L'EPISCOPE - Partie 1 - chap 1 c

La Planète Colona I avait vécu, il y a bien longtemps de cela, une guerre civile où le peuple et Pontife Usar V - qui était alors sur le trône – s’affrontèrent. Il en avait fallu de peu pour que la royauté soit renversée pour mettre à la place une utopie quelconque, du genre démocratie ou autre absurdité politique qui faisait beaucoup d’adeptes parmi les ouvriers des grandes usines de la Transcédérale. Le gouvernement de l’époque n’avait rien vu venir.

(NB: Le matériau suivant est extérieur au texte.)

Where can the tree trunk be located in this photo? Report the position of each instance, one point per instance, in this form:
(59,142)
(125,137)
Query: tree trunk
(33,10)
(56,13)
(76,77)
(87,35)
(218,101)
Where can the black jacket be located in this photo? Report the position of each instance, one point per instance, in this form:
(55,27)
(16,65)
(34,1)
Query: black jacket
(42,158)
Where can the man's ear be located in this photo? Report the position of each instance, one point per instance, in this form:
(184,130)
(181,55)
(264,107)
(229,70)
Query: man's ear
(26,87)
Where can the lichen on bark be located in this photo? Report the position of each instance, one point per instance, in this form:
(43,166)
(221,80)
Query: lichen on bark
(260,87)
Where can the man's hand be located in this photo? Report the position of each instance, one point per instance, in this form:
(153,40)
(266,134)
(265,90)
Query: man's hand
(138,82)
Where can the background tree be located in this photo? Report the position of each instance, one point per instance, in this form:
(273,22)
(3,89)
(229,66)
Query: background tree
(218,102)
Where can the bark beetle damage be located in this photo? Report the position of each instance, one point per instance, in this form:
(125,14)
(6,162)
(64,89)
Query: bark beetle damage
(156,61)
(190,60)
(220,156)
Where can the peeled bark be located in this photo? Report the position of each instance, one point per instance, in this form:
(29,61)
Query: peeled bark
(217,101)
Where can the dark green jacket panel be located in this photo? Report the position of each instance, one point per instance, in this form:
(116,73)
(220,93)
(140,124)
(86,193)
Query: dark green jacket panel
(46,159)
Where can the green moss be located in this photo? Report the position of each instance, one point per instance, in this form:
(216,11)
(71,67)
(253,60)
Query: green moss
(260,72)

Ni politiquement, ni socialement.

C’était peu après l’arrivée du Voyageur du Temps. Il était apparu moins de cinq ans plus tôt sur la Place de l’Octogone. Personne ne savait d’où il venait ni comment il avait réussi à traverser, d’après lui, l’espace et le temps. Il venait d’une planète soit disant appelée Terre qui vivait elle aussi une guerre et avait réussi à s’en échapper in-extrémis par le biais d’un laboratoire gouvernemental. Mais rien ne prouvait encore ce jour, quelques dizaines d’années plus tard, que ce « Voyageur du Temps », tel que l’avait surnommé la presse de Colona I, avait fait germé les graines de la rébellion. Grâce à l’aide des notables de la planète, de l’armée et d’une partie conservatrice du peuple, Usar V avait réussi à s’échapper en s’envolant dans la navette Royale avec toute la Cour. Les autres avaient utilisés les vaisseaux de l’armée qui disposait de tout un arsenal.

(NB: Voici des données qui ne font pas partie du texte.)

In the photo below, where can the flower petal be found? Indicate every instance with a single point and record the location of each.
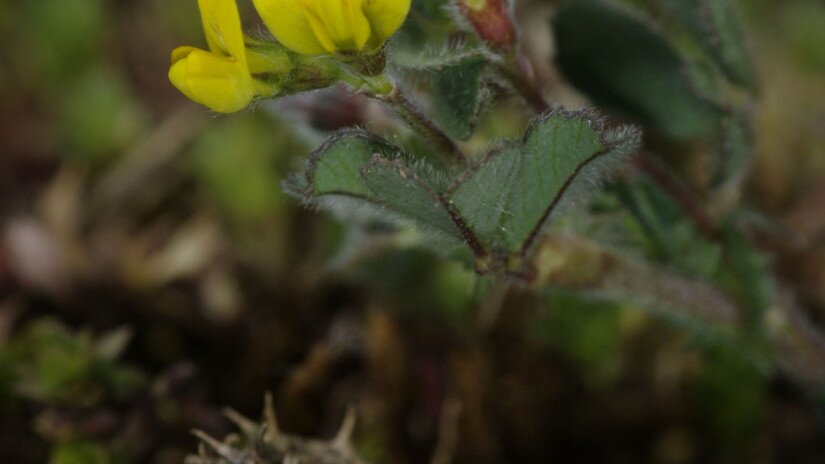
(220, 83)
(290, 26)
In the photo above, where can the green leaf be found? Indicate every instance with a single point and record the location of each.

 C’est bien confortablement que Usar V et sa Cour, ainsi que tous les Expatriés - comme on les appelait à l’époque - s’étaient installés « gracieusement » dans la ceinture artificielle qui formait comme un anneau autour de la planète. Cette ceinture de verre, de plastiques et d’acier était la propriété et l’œuvre futuriste de la Transcédérale qui s’était vue obligée de la céder au Pontife. En contrepartie, tous les souverains qui avaient succédés à Usar V avaient toujours laissés libre cours à toutes les extravagances financières et mercantiles de la Transcédérale.

Pour se venger et régler le problème du peuple rebellé, Usar V avait lancé sur la planète ses Vecteurs atomiques, des engins surpuissants chargés d’armes capables d’atomiser un continent entier. Tous les rebelles avaient péri en des trillions de cris simultanés, y compris probablement le « Voyageur du Temps », au grand soulagement des Expatriés, tels qu’ils soient.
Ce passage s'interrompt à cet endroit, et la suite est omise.